To further expand verification depth and ensure absolute compliance with the growing Agent2Agent protocol standard, future iterations aim to address the following roadmap items:

1. Erroneous Behavior & Fault Tolerance Verification

• Error Assertion Mapping: Verify that SDK implementations raise structurally correct exceptions under anomalous execution paths.
• Out-of-Order Processing: Assert failures when attempting to enqueue task status updates prior to task state creation.
• Terminal State Handshakes: Validate graceful rejections when initiating subscriptions against explicitly completed or failed task instances.

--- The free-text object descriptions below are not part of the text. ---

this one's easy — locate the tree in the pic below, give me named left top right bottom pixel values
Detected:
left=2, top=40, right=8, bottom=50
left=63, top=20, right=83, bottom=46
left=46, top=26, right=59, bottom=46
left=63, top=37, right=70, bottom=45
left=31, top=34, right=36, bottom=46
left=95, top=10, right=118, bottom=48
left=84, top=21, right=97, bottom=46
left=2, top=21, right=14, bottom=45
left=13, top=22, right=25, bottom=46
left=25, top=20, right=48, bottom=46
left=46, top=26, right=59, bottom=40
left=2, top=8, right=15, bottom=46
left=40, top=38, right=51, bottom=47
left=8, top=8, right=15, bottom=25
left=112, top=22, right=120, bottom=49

2. Protocol Specification & Schema Validation

• Agent Card Passing Suites: Establish targeted automated subtests focused exclusively on resolving, exchanging, and validating AgentCard payload structures.
• Payload Content Boundaries: Expand schema adherence gates ensuring message envelopes strictly align with explicit protocol schema definitions.

3. Expanded A2A API Capability Coverage

Incorporate traversal test strategies evaluating additional native client API contracts present in standard baseline models:

• get_task / list_tasks
• create_task_push_notification_config / delete_task_push_notification_config
• get_extended_agent_card

4. Missing Stable Baseline Implementations

Package stable agents images for:

• TypeScript baseline agents
• .NET baseline agents
• Java baseline agents
• Rust baseline agents

5. Client SDK Repository Orchestration

Integrate full continuous integration orchestration pipelines and custom instruction handlers across client SDK repositories to transition them from placeholders to active validation status:

• TypeScript SDK: Configure automated scheduled nightly runs pipeline publishing validation JSON payloads to dashboard nightly-metrics releases.
• Java SDK: Implement functional instruction handling agents and scenario orchestration scripts to replace existing basic current placeholders.
• .NET SDK: Implement functional instruction handling agents and scenario orchestration scripts to replace existing basic current placeholders.
• Rust SDK: Set up core mounting configuration, custom handlers, and full repository verification workflows.

6. Automated Baseline Lifecycle

• Stable Agent Version Bumping: Implement automated CI/CD workflows to periodically detect new stable upstream A2A SDK releases and automatically bump version configurations for ITK reference baseline agents.